I have a DataFrame with the following structure:
I need to add a column for each unique event_type to count how many events of that event_type occurred within a 10ms window before each row's event_timestamp.
data = {
'event_timestamp': [
'2024-02-01 08:02:09.065315961', '2024-02-01 08:02:09.125612099', '2024-02-01 08:02:09.160326512',
'2024-02-01 08:02:09.540206541', '2024-02-01 08:02:09.571751697', '2024-02-01 08:02:09.571784060',
'2024-02-01 08:02:09.574368029', '2024-02-01 08:02:09.574390737', '2024-02-01 08:02:09.578245099',
'2024-02-01 08:02:10.077399943', '2024-02-01 08:02:10.077424252', '2024-02-01 08:02:10.081648527'
],
'event_type': [
'A', 'B', 'A', 'A', 'C', 'B', 'A', 'C', 'B', 'A', 'C', 'B'
]
}
df = pd.DataFrame(data)
df['event_timestamp'] = pd.to_datetime(df['event_timestamp'])

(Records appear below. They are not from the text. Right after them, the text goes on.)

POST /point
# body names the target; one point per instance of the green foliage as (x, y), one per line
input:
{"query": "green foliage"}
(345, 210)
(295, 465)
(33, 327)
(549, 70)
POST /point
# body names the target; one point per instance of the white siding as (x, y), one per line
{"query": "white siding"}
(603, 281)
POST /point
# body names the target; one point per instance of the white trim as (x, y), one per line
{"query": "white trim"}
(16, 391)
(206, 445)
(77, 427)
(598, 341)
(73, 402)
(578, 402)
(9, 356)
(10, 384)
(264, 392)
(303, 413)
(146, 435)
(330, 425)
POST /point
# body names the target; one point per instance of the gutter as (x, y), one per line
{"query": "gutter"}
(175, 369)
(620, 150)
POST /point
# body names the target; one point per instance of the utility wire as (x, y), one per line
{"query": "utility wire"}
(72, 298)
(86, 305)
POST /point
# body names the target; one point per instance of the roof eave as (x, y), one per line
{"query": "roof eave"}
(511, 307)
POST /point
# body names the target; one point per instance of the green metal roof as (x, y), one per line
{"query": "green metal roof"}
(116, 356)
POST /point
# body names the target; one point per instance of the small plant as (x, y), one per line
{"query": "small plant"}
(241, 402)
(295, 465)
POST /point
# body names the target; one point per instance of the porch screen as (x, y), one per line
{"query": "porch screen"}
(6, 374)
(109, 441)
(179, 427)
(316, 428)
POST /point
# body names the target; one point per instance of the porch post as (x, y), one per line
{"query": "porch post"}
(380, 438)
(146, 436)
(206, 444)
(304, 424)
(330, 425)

For the above input, I want an output like this:
event_timestamp event_type count_A count_B count_C
0 2024-02-01 08:02:09.065315961 A 0 0 0
1 2024-02-01 08:02:09.125612099 B 0 0 0
2 2024-02-01 08:02:09.160326512 A 0 0 0
3 2024-02-01 08:02:09.540206541 A 0 0 0
4 2024-02-01 08:02:09.571751697 C 0 0 0
5 2024-02-01 08:02:09.571784060 B 0 0 1
6 2024-02-01 08:02:09.574368029 A 0 1 1
7 2024-02-01 08:02:09.574390737 C 1 1 1
8 2024-02-01 08:02:09.578245099 B 1 1 2
9 2024-02-01 08:02:10.077399943 A 0 0 0
10 2024-02-01 08:02:10.077424252 C 1 0 0
11 2024-02-01 08:02:10.081648527 B 1 1 0
The columns count_A, count_B, and count_C represent the number of occurrences of event_type 'A', 'B', and 'C' that happened within a 10ms window before each row's event_timestamp.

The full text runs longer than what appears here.